A few weeks back at Qualcomm’s IQ 2010 event, their CEO remarked that while everyone was waiting for smartbooks to come out (like Lenovo’s Skylight), Apple effectively redefined what a smartbook should be and in the process killed the smartbook market. Huh?
As GigaOm’s Kevin Tofel points out, the iPad embodies pretty much everything that a smartbook wants to be: ultraportable, all-day battery life, instant-on, connectivity everywhere. I’ll add that it’s not a true mobile computing replacement, as the smartbook was intended: the lack of a physical keyboard kills any notion of mass content creation.
Once the iPad launched before so many promised smartbooks, the smartbook sell becomes infinitely more difficult.
Average Consumer: So, what is this smartbook thing?
Techie/Salesman/etc: Well, it lets you access the internet and perform basic computing tasks from just about anywhere, on a device that is super thin & light, has all day battery life, and turns on nearly instantly.
Average Consumer: Ooohhhh, is this a new iPad?
But while the iPad may have eclipsed the smartbook market before it began, the war isn’t over yet. With Google’s Chrome OS coming soon on devices that are yet undisclosed, a whole bevy of Google Android powered slate tablets, and despite rumors of their death we will also see more traditional smartbook devices.
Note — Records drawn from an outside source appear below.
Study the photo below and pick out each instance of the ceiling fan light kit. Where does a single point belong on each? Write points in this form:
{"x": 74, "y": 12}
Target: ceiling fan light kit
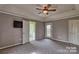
{"x": 46, "y": 8}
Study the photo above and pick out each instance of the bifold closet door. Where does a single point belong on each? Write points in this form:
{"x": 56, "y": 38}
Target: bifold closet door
{"x": 25, "y": 31}
{"x": 74, "y": 31}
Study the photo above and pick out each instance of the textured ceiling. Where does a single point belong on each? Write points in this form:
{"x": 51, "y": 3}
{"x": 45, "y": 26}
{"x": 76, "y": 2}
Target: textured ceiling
{"x": 29, "y": 11}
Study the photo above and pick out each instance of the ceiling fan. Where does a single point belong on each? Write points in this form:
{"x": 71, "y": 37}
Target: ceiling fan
{"x": 46, "y": 8}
We’ve even got Lenovo’s LePad launching in December, with what seems like a separate “base” unit that has proper PC chips in it to run a regular old OS like Win7 (although the base will come at a later date).
With this huge deluge of new mobile tech hitting the market all in the same couple quarters, including Blackberry-maker RIM’s PlayBook announced today, it’s going to be an interesting time in the mobile space.